Mszana Dolna: Akatyst - hymn ku czci Bogurodzicy

Przełom wieków V i VI, to czasy kiedy powstał ten maryjny hymn - tu historycy są raczej zgodni, ale wciąż do końca nie wiadomo, kto Akatyst napisał. Jedni mówią, że zrobił to św. Roman Pieśniarz, inni że autorem tego liturgicznego hymnu jest patriarcha Konstantynopola, Sergiusz. Pewne jest jedno - Akatyst uroczyście wyśpiewano po raz pierwszy w podzięce za uratowanie Konstantynopola podczas oblężenia awarskiego w roku 626.
Do Europy Akatyst dotarł ok. wieku VIII - przywieźli go weneccy kupcy. A w Polsce? Tłumaczenia na język polski dokonał jezuita, o. Mieczysław Bednarz i stało się to dopiero w roku 1965. Akatyst opowiada o udziale Matki Bożej w życiu Chrystusa i Jego Kościoła. Gdyby przygotować jego pełną wersję, nabożeństwo trwałoby kilka godzin. Akatyst to kondakiony i ikosy. Te pierwsze kończą się zawsze refrenem Alleluja, podczas którego dwaj lektorzy okadzają ikonę Matki Bożej. Ikosy kończy inkautacja: "Witaj Oblubienico dziewicza".
Od czterech lat Akatyst trwale wpisuje się w historię młodszej z mszańskich wspólnot - parafię Miłosierdzia Bożego. Po raz pierwszy maryjny hymn wyśpiewano jeszcze w kaplicy pod plebanią, a było to rok 2010. Pomysłodawcą był ks. Mateusz Korpak, którego tuż po kapłańskich święceniach skierowano do duszpasterskiej pracy w nowo utworzonej parafii. To piękne nabożeństwo jest odprawiane zawsze w okolicach 8 grudnia - święta Niepokalanego Poczęcia Najświętszej Maryii Panny.
W tym roku ten dzień przypadł na niedzielę - o godz. 18.oo, tuż po wieczornej Eucharystii, zgasły światła w światyni. Przed ołtarzem przygotowane miejsce na ikonę Matki Bożej, a przed nim morze światła i piękne kwiaty. Także wszyscy, którzy zgromadzili się w ławach, otrzymali płonące świece. Na stopniach ołtarza parafialny, mieszany chór. Środkiem kościoła do głównego ołtarza zbliżyła się procesja - lektorzy i ministarnci w czerwonych albach. Tuż przed niesioną wysoko ponad głowami ikoną Matki Boskiej dwie kadzielnice. Na końcu procesji główny celebrans - w starej, zabytkowej i pięknie haftowanej kapie, dziś już nieużywanej - ks. Mateusz.

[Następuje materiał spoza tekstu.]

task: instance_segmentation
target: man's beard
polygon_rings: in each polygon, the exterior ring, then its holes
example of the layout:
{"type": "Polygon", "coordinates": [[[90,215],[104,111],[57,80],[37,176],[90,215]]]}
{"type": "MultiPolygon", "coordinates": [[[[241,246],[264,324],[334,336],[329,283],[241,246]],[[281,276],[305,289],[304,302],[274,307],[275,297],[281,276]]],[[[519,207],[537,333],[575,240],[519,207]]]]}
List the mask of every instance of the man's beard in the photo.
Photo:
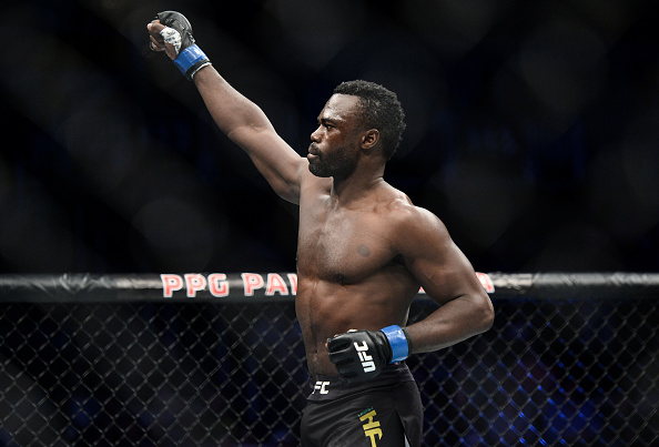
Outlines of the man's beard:
{"type": "Polygon", "coordinates": [[[321,154],[314,151],[317,159],[310,160],[308,170],[318,177],[347,177],[356,167],[355,160],[349,156],[348,151],[338,149],[332,155],[321,154]]]}

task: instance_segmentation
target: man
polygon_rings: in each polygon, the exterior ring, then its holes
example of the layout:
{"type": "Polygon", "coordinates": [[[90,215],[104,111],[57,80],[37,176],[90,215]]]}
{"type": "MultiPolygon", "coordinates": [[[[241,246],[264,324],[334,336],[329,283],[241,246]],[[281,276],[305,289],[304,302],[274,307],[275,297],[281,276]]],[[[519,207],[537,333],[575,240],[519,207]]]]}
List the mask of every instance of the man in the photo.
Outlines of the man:
{"type": "Polygon", "coordinates": [[[215,71],[182,14],[161,12],[148,29],[220,129],[300,205],[296,313],[314,384],[303,445],[419,446],[423,409],[403,360],[487,331],[494,311],[439,219],[383,179],[405,129],[396,95],[338,85],[301,158],[215,71]],[[406,326],[419,287],[439,308],[406,326]]]}

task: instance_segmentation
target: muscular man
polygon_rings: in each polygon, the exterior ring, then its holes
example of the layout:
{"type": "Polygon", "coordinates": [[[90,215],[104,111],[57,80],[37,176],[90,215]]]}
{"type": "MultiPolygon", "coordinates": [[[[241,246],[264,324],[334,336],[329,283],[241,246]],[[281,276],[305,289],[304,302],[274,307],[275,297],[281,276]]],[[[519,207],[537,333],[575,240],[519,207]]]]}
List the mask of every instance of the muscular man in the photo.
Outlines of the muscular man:
{"type": "Polygon", "coordinates": [[[220,129],[300,205],[295,307],[312,377],[303,445],[419,446],[423,410],[403,360],[487,331],[494,311],[442,221],[383,179],[405,129],[396,95],[338,85],[300,156],[215,71],[183,16],[161,12],[148,29],[220,129]],[[419,287],[439,307],[406,326],[419,287]]]}

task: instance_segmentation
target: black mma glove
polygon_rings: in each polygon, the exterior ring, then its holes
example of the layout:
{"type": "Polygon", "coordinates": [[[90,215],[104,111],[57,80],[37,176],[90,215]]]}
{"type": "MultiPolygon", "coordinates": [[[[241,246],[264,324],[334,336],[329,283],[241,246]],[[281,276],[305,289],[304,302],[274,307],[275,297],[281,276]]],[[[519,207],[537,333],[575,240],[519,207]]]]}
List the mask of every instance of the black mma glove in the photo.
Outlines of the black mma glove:
{"type": "Polygon", "coordinates": [[[349,384],[369,380],[394,362],[409,355],[407,329],[388,326],[382,331],[348,331],[327,339],[330,360],[349,384]]]}
{"type": "Polygon", "coordinates": [[[179,55],[174,59],[174,64],[189,81],[192,81],[194,73],[211,64],[204,52],[194,44],[192,24],[185,16],[176,11],[159,12],[155,18],[165,26],[160,35],[176,49],[179,55]]]}

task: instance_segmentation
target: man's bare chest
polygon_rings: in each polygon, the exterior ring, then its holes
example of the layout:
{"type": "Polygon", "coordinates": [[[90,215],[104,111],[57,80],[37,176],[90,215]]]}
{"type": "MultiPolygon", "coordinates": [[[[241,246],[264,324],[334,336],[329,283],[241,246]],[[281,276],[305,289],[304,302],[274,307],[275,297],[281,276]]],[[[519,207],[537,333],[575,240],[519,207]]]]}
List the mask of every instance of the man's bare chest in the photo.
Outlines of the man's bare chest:
{"type": "Polygon", "coordinates": [[[301,209],[298,274],[354,284],[394,257],[386,217],[368,211],[301,209]]]}

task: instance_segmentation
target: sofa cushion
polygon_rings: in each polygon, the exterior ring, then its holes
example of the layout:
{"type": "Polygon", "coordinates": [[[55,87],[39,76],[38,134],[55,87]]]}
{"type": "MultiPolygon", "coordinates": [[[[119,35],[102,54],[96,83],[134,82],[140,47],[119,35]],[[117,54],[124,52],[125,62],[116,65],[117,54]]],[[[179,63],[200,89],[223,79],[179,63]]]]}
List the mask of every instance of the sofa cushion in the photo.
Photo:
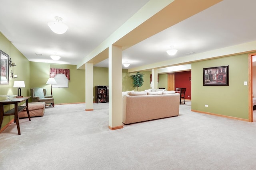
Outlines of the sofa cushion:
{"type": "Polygon", "coordinates": [[[175,94],[175,91],[164,91],[163,92],[163,94],[175,94]]]}
{"type": "Polygon", "coordinates": [[[163,92],[148,92],[147,93],[148,95],[154,95],[156,94],[162,94],[163,92]]]}
{"type": "Polygon", "coordinates": [[[126,91],[126,92],[122,92],[122,96],[124,95],[127,95],[128,94],[128,93],[130,92],[134,92],[134,90],[132,91],[126,91]]]}
{"type": "Polygon", "coordinates": [[[156,90],[156,92],[163,92],[164,91],[166,91],[166,90],[163,88],[158,88],[156,90]]]}
{"type": "Polygon", "coordinates": [[[130,96],[144,96],[147,95],[147,92],[130,92],[128,93],[130,96]]]}
{"type": "Polygon", "coordinates": [[[150,92],[152,91],[152,88],[150,88],[149,89],[145,90],[145,91],[147,92],[150,92]]]}

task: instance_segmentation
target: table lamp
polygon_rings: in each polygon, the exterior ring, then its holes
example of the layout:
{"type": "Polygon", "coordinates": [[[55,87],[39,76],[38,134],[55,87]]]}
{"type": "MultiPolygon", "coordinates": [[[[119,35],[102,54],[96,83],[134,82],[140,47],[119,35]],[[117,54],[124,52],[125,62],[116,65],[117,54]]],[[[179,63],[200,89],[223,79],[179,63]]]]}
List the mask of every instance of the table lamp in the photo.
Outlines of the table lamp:
{"type": "Polygon", "coordinates": [[[52,96],[52,84],[57,84],[56,80],[54,79],[54,78],[49,78],[47,82],[46,82],[46,84],[51,85],[51,96],[52,96]]]}
{"type": "Polygon", "coordinates": [[[23,98],[23,96],[21,96],[21,89],[20,88],[25,87],[24,81],[14,81],[13,87],[18,87],[18,96],[16,96],[16,97],[23,98]]]}

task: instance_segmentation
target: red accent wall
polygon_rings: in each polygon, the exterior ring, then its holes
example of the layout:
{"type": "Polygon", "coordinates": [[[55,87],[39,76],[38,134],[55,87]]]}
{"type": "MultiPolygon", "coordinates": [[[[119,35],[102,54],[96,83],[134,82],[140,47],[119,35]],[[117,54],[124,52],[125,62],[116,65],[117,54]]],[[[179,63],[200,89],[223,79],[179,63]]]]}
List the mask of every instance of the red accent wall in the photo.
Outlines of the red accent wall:
{"type": "Polygon", "coordinates": [[[191,71],[177,72],[175,73],[175,88],[186,88],[185,98],[191,99],[191,71]],[[190,97],[188,97],[189,96],[190,97]]]}

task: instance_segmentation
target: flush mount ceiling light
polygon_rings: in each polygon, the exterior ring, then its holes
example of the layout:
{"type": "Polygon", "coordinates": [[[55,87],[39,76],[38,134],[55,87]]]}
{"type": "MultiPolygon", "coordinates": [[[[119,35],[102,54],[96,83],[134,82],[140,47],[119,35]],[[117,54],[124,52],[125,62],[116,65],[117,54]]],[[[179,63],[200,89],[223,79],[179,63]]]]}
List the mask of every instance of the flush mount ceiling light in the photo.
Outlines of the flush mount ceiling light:
{"type": "Polygon", "coordinates": [[[177,51],[178,51],[178,50],[174,49],[174,47],[173,46],[170,46],[170,47],[171,48],[171,49],[166,51],[167,54],[169,55],[176,55],[177,53],[177,51]]]}
{"type": "Polygon", "coordinates": [[[59,60],[60,59],[60,57],[58,55],[51,55],[50,57],[53,60],[59,60]]]}
{"type": "Polygon", "coordinates": [[[124,66],[125,67],[128,67],[129,66],[130,66],[130,64],[124,63],[124,64],[123,64],[123,65],[124,65],[124,66]]]}
{"type": "Polygon", "coordinates": [[[68,27],[62,22],[61,18],[55,17],[54,18],[56,20],[55,22],[48,23],[49,27],[56,34],[62,34],[65,33],[68,29],[68,27]]]}

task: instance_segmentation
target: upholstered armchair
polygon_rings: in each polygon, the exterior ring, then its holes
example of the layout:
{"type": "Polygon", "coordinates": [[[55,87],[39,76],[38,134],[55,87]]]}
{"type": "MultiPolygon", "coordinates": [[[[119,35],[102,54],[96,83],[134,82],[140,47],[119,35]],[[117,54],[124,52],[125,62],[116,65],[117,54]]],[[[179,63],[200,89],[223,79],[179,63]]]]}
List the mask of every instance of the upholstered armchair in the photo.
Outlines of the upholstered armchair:
{"type": "Polygon", "coordinates": [[[46,96],[46,90],[38,87],[30,88],[30,95],[32,102],[44,102],[46,104],[50,104],[54,107],[54,99],[52,96],[46,96]]]}

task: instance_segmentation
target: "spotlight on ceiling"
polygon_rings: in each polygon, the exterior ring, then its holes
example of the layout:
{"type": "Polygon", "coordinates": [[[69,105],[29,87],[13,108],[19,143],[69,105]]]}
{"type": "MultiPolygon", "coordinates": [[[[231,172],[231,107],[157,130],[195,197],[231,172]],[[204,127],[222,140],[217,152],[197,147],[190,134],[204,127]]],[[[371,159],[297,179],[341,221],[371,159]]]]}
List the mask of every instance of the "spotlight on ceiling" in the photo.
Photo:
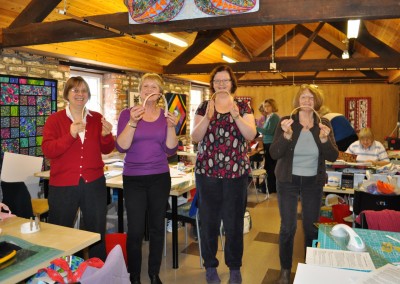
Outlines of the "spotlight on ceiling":
{"type": "Polygon", "coordinates": [[[169,42],[169,43],[175,44],[175,45],[180,46],[180,47],[187,47],[187,46],[188,46],[187,42],[184,41],[183,39],[180,39],[180,38],[171,36],[171,35],[169,35],[169,34],[164,34],[164,33],[152,33],[152,34],[150,34],[150,35],[152,35],[152,36],[154,36],[154,37],[157,37],[157,38],[159,38],[159,39],[165,40],[165,41],[167,41],[167,42],[169,42]]]}
{"type": "Polygon", "coordinates": [[[226,55],[223,54],[223,53],[221,53],[221,57],[222,57],[222,60],[224,60],[224,61],[226,61],[226,62],[228,62],[228,63],[235,63],[235,62],[237,62],[237,60],[235,60],[235,59],[233,59],[233,58],[231,58],[231,57],[229,57],[229,56],[226,56],[226,55]]]}
{"type": "Polygon", "coordinates": [[[357,38],[360,29],[360,20],[347,21],[347,38],[357,38]]]}

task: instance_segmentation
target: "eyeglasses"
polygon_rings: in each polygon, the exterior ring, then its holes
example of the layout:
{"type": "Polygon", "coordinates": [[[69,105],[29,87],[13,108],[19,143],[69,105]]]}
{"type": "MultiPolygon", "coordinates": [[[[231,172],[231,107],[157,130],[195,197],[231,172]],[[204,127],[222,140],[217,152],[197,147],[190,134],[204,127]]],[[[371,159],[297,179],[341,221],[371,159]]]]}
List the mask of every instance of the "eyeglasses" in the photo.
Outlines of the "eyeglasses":
{"type": "Polygon", "coordinates": [[[227,84],[227,83],[229,83],[230,81],[232,81],[232,80],[230,80],[230,79],[224,79],[224,80],[214,80],[213,82],[214,82],[214,84],[221,84],[221,83],[227,84]]]}
{"type": "Polygon", "coordinates": [[[77,95],[77,94],[79,94],[79,93],[81,93],[81,94],[87,94],[87,93],[88,93],[88,90],[86,90],[86,89],[79,90],[79,89],[73,88],[73,89],[71,89],[71,92],[73,92],[75,95],[77,95]]]}

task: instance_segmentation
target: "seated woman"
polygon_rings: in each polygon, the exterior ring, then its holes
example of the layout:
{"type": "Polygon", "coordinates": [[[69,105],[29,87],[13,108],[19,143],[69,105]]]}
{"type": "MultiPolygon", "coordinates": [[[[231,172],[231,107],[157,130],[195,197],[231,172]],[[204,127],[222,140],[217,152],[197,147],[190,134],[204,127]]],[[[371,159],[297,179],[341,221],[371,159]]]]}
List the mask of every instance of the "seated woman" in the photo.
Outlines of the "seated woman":
{"type": "Polygon", "coordinates": [[[357,162],[370,162],[374,166],[390,163],[385,147],[374,139],[371,128],[363,128],[358,133],[358,141],[353,142],[346,153],[357,155],[357,162]]]}

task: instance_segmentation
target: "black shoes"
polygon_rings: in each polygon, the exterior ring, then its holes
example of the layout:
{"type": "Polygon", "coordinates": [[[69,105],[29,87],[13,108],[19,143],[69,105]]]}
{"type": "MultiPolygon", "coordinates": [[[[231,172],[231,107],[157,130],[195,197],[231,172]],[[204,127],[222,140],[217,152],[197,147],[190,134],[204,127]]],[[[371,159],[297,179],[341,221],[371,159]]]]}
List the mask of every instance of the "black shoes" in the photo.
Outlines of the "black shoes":
{"type": "Polygon", "coordinates": [[[158,275],[149,275],[151,284],[162,284],[160,277],[158,275]]]}
{"type": "Polygon", "coordinates": [[[132,275],[130,279],[131,279],[131,284],[141,284],[140,275],[132,275]]]}

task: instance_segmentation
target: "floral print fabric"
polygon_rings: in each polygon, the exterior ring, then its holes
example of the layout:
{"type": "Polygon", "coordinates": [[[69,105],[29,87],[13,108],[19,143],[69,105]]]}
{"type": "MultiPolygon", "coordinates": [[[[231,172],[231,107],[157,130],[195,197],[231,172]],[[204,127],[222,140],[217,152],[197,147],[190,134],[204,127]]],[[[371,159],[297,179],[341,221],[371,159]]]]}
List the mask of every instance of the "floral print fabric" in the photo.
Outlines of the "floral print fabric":
{"type": "MultiPolygon", "coordinates": [[[[248,103],[236,103],[240,116],[252,113],[248,103]]],[[[204,116],[207,105],[208,101],[200,104],[196,114],[204,116]]],[[[207,132],[198,145],[195,172],[217,178],[238,178],[250,172],[247,141],[229,112],[214,112],[207,132]]]]}

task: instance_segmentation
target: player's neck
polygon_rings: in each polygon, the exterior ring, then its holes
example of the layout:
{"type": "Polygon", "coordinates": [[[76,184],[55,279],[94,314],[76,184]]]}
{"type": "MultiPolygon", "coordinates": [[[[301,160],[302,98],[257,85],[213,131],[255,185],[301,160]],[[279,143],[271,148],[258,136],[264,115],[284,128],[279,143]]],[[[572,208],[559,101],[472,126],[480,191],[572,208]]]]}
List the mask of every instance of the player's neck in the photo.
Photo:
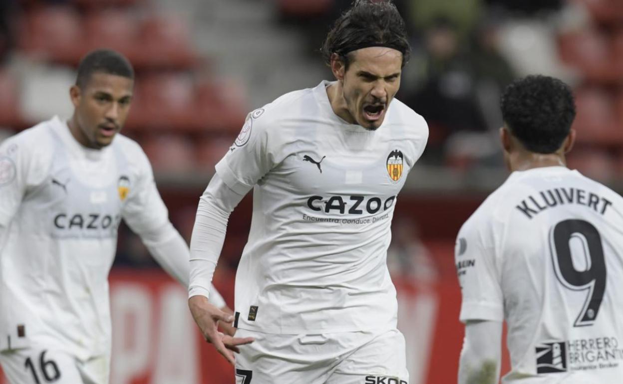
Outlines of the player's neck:
{"type": "Polygon", "coordinates": [[[344,98],[344,90],[340,82],[336,82],[326,87],[326,95],[329,97],[329,103],[334,113],[350,124],[357,124],[354,118],[348,111],[348,106],[344,98]]]}
{"type": "Polygon", "coordinates": [[[521,151],[510,154],[508,167],[511,172],[527,171],[544,167],[566,167],[564,155],[559,153],[535,153],[521,151]]]}
{"type": "Polygon", "coordinates": [[[71,133],[72,136],[74,136],[76,141],[83,147],[87,148],[90,147],[88,139],[87,138],[87,136],[82,132],[82,129],[80,129],[80,126],[76,121],[75,115],[72,116],[72,118],[67,121],[67,126],[69,127],[69,132],[71,133]]]}

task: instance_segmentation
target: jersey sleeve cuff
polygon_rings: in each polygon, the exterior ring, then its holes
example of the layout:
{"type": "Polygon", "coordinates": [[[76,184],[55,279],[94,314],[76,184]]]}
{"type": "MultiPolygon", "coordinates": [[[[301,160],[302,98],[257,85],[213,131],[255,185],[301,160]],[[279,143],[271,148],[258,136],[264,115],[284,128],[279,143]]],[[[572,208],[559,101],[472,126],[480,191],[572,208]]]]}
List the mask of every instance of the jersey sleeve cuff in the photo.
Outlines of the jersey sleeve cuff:
{"type": "Polygon", "coordinates": [[[5,212],[2,207],[0,207],[0,225],[2,227],[8,227],[11,218],[11,215],[5,212]]]}
{"type": "Polygon", "coordinates": [[[239,195],[246,195],[250,189],[253,188],[253,185],[249,185],[247,183],[239,180],[234,174],[234,171],[229,167],[227,160],[224,157],[221,161],[216,164],[214,167],[216,173],[219,175],[227,187],[239,195]]]}
{"type": "MultiPolygon", "coordinates": [[[[190,299],[193,296],[204,296],[208,300],[210,300],[210,290],[197,286],[189,287],[188,298],[190,299]]],[[[212,302],[211,301],[210,302],[212,302]]]]}
{"type": "Polygon", "coordinates": [[[464,302],[459,316],[461,322],[469,320],[504,321],[504,310],[502,306],[488,302],[464,302]]]}

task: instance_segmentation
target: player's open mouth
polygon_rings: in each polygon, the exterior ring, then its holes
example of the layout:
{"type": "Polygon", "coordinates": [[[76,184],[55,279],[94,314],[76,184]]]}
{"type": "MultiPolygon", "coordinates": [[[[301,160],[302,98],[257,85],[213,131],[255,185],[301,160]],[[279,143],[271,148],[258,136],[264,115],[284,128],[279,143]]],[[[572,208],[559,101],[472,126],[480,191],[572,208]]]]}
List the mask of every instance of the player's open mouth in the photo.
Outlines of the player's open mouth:
{"type": "Polygon", "coordinates": [[[111,137],[117,133],[117,128],[112,125],[100,125],[100,132],[105,136],[111,137]]]}
{"type": "Polygon", "coordinates": [[[369,121],[374,121],[378,120],[383,116],[385,111],[385,105],[378,104],[375,105],[366,105],[363,107],[363,115],[369,121]]]}

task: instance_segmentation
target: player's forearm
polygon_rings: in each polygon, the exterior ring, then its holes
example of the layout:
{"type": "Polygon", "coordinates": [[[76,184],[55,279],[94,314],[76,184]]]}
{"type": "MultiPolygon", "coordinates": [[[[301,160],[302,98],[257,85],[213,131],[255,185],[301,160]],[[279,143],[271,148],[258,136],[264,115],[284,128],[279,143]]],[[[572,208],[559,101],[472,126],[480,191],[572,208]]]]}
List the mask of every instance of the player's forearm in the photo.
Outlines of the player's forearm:
{"type": "MultiPolygon", "coordinates": [[[[188,246],[173,226],[168,223],[165,228],[159,231],[143,234],[142,238],[150,253],[163,269],[188,288],[190,275],[188,246]]],[[[209,297],[210,302],[217,308],[224,307],[225,300],[214,286],[208,283],[206,286],[208,289],[204,296],[209,297]]]]}
{"type": "Polygon", "coordinates": [[[459,367],[459,384],[496,384],[500,377],[502,324],[468,321],[459,367]]]}
{"type": "Polygon", "coordinates": [[[242,199],[215,175],[199,200],[191,240],[189,296],[209,297],[207,287],[223,248],[229,215],[242,199]]]}

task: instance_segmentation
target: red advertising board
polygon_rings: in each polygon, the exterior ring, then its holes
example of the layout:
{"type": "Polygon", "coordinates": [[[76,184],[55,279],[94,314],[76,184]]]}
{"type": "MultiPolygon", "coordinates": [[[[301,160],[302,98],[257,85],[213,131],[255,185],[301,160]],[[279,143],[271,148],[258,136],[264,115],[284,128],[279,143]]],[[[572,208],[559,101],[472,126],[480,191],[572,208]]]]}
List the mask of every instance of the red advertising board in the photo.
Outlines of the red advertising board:
{"type": "MultiPolygon", "coordinates": [[[[456,383],[464,331],[455,280],[396,281],[399,328],[407,342],[411,384],[456,383]]],[[[231,297],[232,284],[227,280],[219,287],[226,298],[231,297]]],[[[232,367],[199,334],[186,290],[166,274],[113,269],[110,295],[111,383],[234,383],[232,367]]]]}

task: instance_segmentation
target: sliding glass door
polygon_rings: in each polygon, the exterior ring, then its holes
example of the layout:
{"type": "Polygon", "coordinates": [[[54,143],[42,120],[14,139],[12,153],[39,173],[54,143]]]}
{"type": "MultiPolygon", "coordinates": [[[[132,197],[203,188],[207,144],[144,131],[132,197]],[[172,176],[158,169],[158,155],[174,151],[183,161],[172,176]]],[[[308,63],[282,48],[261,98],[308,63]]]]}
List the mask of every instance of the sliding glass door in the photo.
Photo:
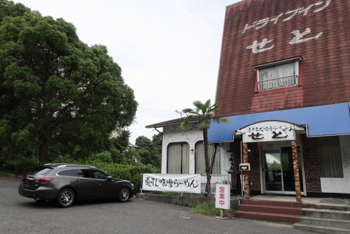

Z zapaloną świecą, w towarzystwie lektorów rozpoczął liturgię. Przez cały czas celebrans, służba liturgiczna i wierni w postawie stojącej trwają na modlitwie.
Tuż przed godziną 19 nabożeństwo się skończyło - jeszcze przed błogosławieństwem Proboszcz parafii ks. Tadeusz Mrowiec i ks. Mateusz Korpak podziękowali tym wszystkim, którzy przyczynili się do jego przygotowania. Ciepłe słowa usłyszeli chórzyści - 26 dziewcząt, z których najmłodsze mają zaledwie po 12 lat i 8 panów, jedni bardzo młodzi, ale i starsi, już żonaci. Młodym zespołem kieruje organista - Mariusz Klimek. O nastrojowe światło zadbał Piotr Stachura. Ołtarz przystroiły siostry franciszkanki - s. Magdalena i s. Lidia. Projektem plakatów zajął się Adrian Zapała, zaś bezinteresownie je wydrukował Tomasz Petrycki. Obsługę "medialną" zapewnił duet Michał Kołodziej&Patryk Matuła. W kościelnych ławkach sporo wiernych, nawet dzieciaków. Z Poronina na Akatyst dotarł ks. Stanisław Parzygnat ze swoim wikariuszem ks. Damianem Kuchtą. W nabożeństwie uczestniczył też ks. Tomasz Stec od św. Michała i ks. Grzegorz Mrowiec - proboszcz ze Świątnik Górnych i brat mszańskiego proboszcza z Miłosierdzia Bożego. Zanim wnętrze świątyni rozbłysło światłami, zebrani nagrodzili i podziękowali rzęsistymi brawami wszystkim, którzy wieczorne nabożeństwo przygotowali.